I decided that each student would make a lightbox projector. These lightboxes, when illuminated, shine a super bright LED through a plexiglass etching of a collage that each student developed around a social issue of their choosing. Some students made imagery about bullying and ending violence, others questioned why we accept advertising but not graffiti, or why is there even such an idea as gender inequality.

lightbox

Students’ etchings they created around social issues.

 

Each student crafted their own box. This included soldering a series circuit composed of a battery pack, an LED, a resistor, and a switch, which allow the light boxes to be turned on and off. They each assembled the components of the boxes together using wood glue and hot glue, making sure that the LED would project clearly through the etching in front of it. Each student also had the opportunity to manually etch a piece of real glass using acid.

Lightbox2

Students collaborated to construct their boxes.

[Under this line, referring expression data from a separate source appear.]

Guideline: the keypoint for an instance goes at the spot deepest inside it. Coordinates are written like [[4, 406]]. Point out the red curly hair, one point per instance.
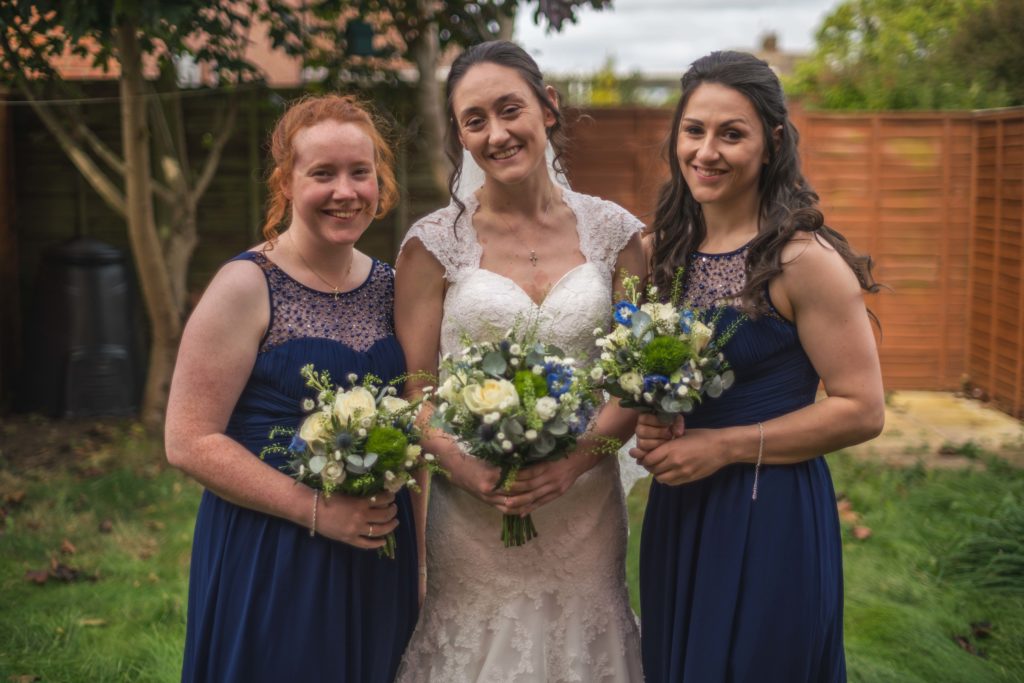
[[310, 111]]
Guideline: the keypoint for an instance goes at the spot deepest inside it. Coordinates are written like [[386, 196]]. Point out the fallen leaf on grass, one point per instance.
[[966, 645], [37, 577], [57, 571]]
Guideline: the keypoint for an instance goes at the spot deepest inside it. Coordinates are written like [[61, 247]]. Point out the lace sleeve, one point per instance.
[[605, 229], [450, 245]]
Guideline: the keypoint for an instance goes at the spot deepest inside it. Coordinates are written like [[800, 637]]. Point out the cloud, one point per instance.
[[665, 36]]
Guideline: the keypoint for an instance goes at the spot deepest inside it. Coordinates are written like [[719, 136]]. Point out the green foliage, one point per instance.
[[389, 443], [664, 355], [926, 54], [528, 383]]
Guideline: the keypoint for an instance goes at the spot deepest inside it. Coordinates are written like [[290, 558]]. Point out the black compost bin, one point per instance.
[[83, 348]]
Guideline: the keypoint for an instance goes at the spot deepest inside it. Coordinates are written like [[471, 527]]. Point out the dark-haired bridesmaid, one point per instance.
[[740, 561]]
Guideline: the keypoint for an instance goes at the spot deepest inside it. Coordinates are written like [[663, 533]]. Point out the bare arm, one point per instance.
[[819, 293], [216, 356], [419, 303]]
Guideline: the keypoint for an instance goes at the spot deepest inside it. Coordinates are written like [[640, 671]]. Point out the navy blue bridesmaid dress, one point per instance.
[[734, 590], [267, 602]]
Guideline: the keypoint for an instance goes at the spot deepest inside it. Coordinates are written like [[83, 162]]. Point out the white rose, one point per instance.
[[314, 428], [700, 334], [450, 389], [631, 382], [393, 404], [546, 408], [354, 404], [333, 473], [492, 396]]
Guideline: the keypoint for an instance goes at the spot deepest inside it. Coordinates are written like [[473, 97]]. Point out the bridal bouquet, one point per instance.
[[358, 441], [513, 403], [663, 357]]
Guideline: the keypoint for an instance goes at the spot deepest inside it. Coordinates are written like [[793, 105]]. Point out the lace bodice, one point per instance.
[[572, 307], [352, 317], [557, 608]]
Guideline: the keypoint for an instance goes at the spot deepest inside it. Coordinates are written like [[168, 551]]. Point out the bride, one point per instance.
[[516, 244]]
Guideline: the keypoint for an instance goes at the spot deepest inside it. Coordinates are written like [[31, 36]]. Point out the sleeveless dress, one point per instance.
[[556, 608], [733, 589], [267, 602]]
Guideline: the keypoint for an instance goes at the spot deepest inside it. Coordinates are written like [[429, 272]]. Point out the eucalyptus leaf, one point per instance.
[[545, 443], [557, 427], [494, 364], [672, 404], [641, 324]]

The wood for the boxes was laser cut at the think[box] at Case Western Reserve University.

Along with the making side of things, the 7th graders also did an amazing job at grasping the concepts of image, narrative, and installation art, and how they interrelate.

lightbox1

Examining a finished box in class.

 

In the second semester, there will be a day in which all of the lighboxes will be installed and the school will have the opportunity to see these expressions of the 7th graders and raise awareness around the social issues each student addressed.

lightbox4

Projecting our completed light boxes onto the classroom ceiling.